With all the Iraq lies exposed, elements within the establishment appear to be increasingly worried by the damage that Howard has done to the credibility of the military and intelligence apparatus, as well as the political system as a whole. These fears overlap with anxieties that Howard’s unconditional backing for Washington’s militarism could harm Australia’s economic and strategic interests in the Asia-Pacific region. There is also concern that Howard’s falsifications will make it more difficult to secure public support for future military interventions, as well as domestic policies to satisfy the requirements of the corporate elite.
Rupert Murdoch’s outlets, which remain vehement supporters of the Iraq war and Howard’s alignment with the Bush administration, have expressed concerns that Howard’s lies have become so exposed that they have undermined support for the occupation of Iraq and the government’s overall refugee policy. In its August 17 editorial, the Australian bitterly complained that Howard’s unnecessary “political bastardry” on his “children overboard” claims had allowed the “moral middle class” and the “chattering class” to question his government’s legitimacy.

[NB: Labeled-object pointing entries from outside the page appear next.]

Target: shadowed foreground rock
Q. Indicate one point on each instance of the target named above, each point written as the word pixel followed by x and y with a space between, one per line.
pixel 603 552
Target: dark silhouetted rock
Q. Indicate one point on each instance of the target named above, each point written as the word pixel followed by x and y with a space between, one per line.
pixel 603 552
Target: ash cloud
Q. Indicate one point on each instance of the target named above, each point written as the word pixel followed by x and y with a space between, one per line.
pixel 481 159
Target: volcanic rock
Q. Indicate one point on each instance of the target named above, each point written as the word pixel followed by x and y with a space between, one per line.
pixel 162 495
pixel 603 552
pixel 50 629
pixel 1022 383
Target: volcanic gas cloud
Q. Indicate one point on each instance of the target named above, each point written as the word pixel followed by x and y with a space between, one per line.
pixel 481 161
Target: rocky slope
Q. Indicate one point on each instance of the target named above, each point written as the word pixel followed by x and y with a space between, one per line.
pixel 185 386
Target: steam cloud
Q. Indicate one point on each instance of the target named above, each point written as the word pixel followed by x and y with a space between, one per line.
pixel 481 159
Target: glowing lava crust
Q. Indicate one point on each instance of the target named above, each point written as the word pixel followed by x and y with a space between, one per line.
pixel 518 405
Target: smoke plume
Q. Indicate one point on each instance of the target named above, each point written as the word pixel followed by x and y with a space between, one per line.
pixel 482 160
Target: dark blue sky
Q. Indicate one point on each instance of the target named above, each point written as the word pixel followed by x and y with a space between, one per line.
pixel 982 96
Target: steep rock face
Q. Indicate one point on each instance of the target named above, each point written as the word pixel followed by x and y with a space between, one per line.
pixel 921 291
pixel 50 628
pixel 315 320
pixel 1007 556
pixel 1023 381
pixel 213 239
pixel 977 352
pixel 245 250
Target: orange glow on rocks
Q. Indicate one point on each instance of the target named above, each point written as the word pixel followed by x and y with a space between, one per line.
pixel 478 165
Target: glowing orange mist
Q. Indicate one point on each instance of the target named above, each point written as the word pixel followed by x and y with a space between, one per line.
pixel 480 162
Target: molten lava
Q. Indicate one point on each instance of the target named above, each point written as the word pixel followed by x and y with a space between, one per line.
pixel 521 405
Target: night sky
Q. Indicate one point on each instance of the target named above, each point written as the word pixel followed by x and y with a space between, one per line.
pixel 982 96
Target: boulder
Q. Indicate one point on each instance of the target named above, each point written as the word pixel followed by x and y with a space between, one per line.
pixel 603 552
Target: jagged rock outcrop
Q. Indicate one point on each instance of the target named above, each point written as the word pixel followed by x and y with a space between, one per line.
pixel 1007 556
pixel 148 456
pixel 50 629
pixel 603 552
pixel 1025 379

For the Australian to try to distance itself from Howard’s “bastardry” is remarkable. Together with the rest of Murdoch’s empire, it has done everything possible to sensationalise and promote Howard’s fabrications, from “children overboard” to “weapons of mass destruction”.
These acrimonious rifts in ruling circles are essentially tactical. Above all, there is alarm at the extent of opposition and resentment among masses of ordinary people. A Murdoch media opinion poll this week provided one glimpse of the shift against the government. It showed that a clear majority of people—some 61 percent—now want refugees to be allowed to enter the country. Three years ago, at the height of Howard’s hysterical campaign, the same poll claimed there was 56 percent support for turning back all refugee boats.
Then came the news that, according to a recent survey, nearly half of young people aged 12 to 15 consider that Australia is an undemocratic and unfair country. Under these conditions, Howard is clearly floundering. He confronts mounting disaffection not just on refugee and foreign policy, but on his government’s ongoing assault on public health, education, jobs and working conditions. Various media polls have estimated that if Howard called an election now his government would suffer a landslide defeat, by 6 to 11 percentage points.
All year, Howard has repeatedly encouraged speculation that he would call an early election, only to pull back on every occasion after receiving polling warnings that he would be swept from office. In a sign of desperation, he last week floated the possibility of delaying the election until next year—he could call it as late as May. This would mean taking the risk that George Bush is defeated in the US presidential election, which would be a major blow to Howard’s own chances.